Intervention de Luc Rouban

Commission d'enquête mutations Haute fonction publique — Réunion du 15 mai 2018 à 14h30
Audition de M. Luc Rouban sociologue directeur de recherche au cnrs-cevipof

Luc Rouban :

J'abonde dans votre sens. Pour avoir participé au comité d'histoire de l'Inspection générale des finances et m'être entretenu avec certains anciens inspecteurs, je me rends compte que, contrairement à ce que l'on pense, ce n'est pas nécessairement les salaires qui attirent les fonctionnaires dans le secteur privé, mais bien la liberté de décider, de se comporter en patron et de concevoir des stratégies. Ils ne peuvent, en effet, plus nécessairement le faire en servant l'État, se sentent dévalorisés et le ressentent comme une perte de pouvoir. Nous ne sommes plus dans la technocratie des années cinquante - soixante, d'ailleurs très éloignée la « technocratie macronienne » dont on entend parler en ce moment.

À cette période, les hauts fonctionnaires comme Paul Delouvrier en imposaient aux hommes politiques. Il a refusé deux fois d'être nommé ministre et de faire de la politique afin de rester haut fonctionnaire pour servir l'État. Il faisait partie des grands commis de l'État, modèle dont on a aujourd'hui cassé le moule...

Ces nouvelles perspectives posent un vrai problème de qualité de recrutement dans la haute fonction publique. Les deux tiers des étudiants de Sciences Po choisissent aujourd'hui d'aller dans le secteur privé. C'est notamment le cas de tous les jeunes de Sciences Po issus de l'immigration magrébine qui considèrent que le secteur privé reconnaitra plus rapidement leurs mérites. J'ai en tête l'exemple d'une jeune femme ayant suivi ce parcours qui a fait le choix de travailler pour un grand groupe de parfumerie. Parlant l'arabe couramment, elle a pu exercer aux Émirats et est devenue directrice d'un département au bout de trois ou quatre années.
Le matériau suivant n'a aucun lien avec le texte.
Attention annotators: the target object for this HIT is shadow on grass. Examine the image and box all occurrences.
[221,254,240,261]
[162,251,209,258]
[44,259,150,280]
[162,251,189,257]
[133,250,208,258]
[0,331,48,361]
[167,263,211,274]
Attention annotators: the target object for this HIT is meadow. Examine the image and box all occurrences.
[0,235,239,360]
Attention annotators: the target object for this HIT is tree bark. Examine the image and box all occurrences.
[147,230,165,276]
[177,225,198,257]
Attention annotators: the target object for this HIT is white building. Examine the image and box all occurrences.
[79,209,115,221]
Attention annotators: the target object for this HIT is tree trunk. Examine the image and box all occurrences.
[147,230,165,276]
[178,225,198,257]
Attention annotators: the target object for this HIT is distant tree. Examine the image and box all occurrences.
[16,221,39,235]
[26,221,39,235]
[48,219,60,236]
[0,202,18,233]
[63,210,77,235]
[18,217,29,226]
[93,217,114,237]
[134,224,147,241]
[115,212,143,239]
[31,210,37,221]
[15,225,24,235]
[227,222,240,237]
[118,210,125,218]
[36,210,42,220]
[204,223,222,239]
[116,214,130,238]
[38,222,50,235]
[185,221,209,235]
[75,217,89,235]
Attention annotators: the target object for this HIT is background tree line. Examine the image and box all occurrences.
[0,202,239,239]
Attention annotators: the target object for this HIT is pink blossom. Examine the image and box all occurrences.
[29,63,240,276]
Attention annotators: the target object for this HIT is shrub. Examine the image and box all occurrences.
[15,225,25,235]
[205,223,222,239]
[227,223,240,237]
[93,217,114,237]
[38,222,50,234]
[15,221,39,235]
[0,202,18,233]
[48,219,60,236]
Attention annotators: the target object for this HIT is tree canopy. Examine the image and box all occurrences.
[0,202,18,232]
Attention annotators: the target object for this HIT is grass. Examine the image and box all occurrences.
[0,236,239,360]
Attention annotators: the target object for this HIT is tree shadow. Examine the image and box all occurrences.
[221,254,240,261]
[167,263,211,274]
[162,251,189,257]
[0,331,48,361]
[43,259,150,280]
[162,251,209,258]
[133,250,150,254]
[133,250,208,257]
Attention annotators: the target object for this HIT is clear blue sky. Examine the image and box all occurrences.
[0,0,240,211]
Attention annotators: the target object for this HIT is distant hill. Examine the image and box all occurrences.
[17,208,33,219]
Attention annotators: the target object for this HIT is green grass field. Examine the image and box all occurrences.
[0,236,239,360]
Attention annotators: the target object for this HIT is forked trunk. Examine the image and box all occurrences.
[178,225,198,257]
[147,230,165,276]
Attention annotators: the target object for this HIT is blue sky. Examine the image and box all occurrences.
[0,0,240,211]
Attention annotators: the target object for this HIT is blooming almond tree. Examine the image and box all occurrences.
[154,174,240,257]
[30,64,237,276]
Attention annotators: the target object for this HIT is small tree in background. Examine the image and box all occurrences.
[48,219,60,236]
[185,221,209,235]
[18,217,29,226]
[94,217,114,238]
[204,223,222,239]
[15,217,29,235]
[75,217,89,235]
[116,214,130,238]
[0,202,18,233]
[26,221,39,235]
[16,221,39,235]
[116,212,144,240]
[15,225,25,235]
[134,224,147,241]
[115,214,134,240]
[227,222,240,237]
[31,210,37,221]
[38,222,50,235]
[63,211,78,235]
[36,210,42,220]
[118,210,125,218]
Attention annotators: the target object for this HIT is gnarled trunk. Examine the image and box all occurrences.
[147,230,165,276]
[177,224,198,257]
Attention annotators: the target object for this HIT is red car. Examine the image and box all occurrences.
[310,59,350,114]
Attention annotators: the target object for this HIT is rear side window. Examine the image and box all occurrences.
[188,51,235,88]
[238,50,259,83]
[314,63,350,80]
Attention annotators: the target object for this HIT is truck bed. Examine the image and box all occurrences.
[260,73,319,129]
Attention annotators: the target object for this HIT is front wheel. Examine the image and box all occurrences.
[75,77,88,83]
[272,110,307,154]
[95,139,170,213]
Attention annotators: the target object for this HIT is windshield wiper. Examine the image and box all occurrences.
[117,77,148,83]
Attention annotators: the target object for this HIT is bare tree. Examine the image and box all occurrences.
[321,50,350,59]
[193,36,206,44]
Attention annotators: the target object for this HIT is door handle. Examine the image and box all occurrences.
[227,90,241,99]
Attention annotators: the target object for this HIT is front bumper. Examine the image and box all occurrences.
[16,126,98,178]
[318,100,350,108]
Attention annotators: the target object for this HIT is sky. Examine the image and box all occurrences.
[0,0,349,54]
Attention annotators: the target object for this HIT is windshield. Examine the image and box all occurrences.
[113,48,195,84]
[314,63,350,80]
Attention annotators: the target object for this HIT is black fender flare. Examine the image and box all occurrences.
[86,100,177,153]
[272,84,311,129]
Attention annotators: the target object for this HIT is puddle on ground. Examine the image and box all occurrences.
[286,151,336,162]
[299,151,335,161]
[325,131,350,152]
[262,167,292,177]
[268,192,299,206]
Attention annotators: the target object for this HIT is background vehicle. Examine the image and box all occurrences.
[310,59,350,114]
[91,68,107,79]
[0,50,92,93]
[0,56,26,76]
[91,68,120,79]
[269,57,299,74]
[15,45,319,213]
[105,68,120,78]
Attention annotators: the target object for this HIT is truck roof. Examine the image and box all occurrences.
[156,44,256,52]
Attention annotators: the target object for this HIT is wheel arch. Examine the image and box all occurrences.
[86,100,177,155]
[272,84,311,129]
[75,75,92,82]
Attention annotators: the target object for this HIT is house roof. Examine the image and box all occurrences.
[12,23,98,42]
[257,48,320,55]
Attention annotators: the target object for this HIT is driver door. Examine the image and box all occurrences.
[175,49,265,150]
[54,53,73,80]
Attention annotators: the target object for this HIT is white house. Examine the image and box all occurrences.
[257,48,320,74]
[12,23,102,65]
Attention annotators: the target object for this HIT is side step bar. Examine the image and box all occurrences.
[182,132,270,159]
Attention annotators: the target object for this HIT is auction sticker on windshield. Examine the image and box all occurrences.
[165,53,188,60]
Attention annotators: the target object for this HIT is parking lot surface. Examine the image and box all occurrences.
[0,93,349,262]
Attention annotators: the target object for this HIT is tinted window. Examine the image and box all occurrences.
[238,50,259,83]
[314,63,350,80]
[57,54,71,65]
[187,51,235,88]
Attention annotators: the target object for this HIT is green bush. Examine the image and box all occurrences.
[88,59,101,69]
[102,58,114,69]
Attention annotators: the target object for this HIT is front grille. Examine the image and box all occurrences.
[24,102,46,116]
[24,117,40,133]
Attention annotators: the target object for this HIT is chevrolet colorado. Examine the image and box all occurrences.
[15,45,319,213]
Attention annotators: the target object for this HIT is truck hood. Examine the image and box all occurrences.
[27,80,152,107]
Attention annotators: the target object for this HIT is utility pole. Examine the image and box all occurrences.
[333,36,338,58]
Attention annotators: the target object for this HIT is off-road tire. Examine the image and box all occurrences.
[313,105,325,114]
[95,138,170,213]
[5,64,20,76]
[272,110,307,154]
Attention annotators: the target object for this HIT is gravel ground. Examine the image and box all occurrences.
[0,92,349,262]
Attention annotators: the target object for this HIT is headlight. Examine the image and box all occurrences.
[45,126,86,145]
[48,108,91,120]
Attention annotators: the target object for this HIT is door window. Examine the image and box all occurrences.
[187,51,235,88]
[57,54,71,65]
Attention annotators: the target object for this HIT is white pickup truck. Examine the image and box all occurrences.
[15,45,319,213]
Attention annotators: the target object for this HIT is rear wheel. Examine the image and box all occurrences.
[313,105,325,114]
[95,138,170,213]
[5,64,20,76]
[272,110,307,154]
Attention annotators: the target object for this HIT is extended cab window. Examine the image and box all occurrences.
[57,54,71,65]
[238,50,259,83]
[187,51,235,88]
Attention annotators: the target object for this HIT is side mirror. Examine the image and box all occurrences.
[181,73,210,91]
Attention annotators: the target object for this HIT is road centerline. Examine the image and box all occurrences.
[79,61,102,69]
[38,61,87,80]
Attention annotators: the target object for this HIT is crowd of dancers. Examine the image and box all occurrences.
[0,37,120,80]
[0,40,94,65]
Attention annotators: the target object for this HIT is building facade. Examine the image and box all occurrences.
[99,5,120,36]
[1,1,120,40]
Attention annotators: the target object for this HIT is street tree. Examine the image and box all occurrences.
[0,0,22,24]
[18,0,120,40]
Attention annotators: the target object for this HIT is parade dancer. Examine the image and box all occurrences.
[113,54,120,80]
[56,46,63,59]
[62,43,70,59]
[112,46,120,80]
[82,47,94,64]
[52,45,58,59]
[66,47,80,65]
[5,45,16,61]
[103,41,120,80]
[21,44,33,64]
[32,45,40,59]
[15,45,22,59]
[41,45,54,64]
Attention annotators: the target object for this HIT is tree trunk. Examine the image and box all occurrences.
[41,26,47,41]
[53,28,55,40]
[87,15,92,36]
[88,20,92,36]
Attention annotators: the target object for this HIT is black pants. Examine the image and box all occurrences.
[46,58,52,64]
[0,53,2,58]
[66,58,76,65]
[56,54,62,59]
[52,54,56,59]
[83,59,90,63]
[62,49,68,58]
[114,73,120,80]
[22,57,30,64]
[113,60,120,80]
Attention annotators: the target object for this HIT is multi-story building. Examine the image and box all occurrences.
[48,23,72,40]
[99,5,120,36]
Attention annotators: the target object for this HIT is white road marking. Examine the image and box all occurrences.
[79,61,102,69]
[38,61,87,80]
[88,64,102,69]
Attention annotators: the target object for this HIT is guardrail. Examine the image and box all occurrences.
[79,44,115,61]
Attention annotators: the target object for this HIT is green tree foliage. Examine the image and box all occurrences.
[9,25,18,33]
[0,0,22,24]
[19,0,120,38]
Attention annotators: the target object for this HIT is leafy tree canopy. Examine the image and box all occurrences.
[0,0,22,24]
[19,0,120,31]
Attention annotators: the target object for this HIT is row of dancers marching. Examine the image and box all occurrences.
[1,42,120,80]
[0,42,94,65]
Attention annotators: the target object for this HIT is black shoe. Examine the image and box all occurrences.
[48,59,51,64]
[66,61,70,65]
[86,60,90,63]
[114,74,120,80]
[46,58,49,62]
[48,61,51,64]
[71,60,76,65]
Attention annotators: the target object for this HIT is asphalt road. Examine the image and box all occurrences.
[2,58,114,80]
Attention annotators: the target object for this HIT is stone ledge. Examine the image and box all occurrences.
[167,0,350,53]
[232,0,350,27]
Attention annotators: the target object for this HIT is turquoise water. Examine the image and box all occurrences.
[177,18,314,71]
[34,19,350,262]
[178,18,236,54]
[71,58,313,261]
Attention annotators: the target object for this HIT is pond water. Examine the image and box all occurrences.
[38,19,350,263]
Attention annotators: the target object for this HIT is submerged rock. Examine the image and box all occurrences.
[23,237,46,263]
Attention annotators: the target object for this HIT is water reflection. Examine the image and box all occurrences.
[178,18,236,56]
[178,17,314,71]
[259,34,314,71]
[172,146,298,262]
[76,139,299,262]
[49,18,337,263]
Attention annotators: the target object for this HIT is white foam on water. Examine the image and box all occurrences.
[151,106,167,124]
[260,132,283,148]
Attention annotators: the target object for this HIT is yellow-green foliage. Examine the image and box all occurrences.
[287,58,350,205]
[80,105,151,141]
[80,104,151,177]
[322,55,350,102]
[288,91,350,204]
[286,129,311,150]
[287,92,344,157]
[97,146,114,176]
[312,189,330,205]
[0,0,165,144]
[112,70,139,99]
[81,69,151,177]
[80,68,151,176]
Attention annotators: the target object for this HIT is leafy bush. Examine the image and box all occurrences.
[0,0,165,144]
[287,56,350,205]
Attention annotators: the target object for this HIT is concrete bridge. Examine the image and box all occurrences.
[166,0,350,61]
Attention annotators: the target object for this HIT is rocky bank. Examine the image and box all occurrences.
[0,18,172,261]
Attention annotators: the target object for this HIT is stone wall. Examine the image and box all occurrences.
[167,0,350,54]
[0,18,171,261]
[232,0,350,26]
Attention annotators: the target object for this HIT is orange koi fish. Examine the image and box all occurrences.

De l'autre côté, la fonction publique ne leur offre que des concours « lourdingues », universitaires, qui nécessitent de bachoter et qui offrent désormais des carrières qui ne sont pas nécessairement à la hauteur de l'investissement demandé. À terme, ce qui est un problème de flux deviendra un problème de qualité car tous les bons éléments sont en train de s'en aller. C'est notamment le cas dans les hôpitaux publics. Le service public risque donc de s'étioler pour finalement s'éteindre progressivement.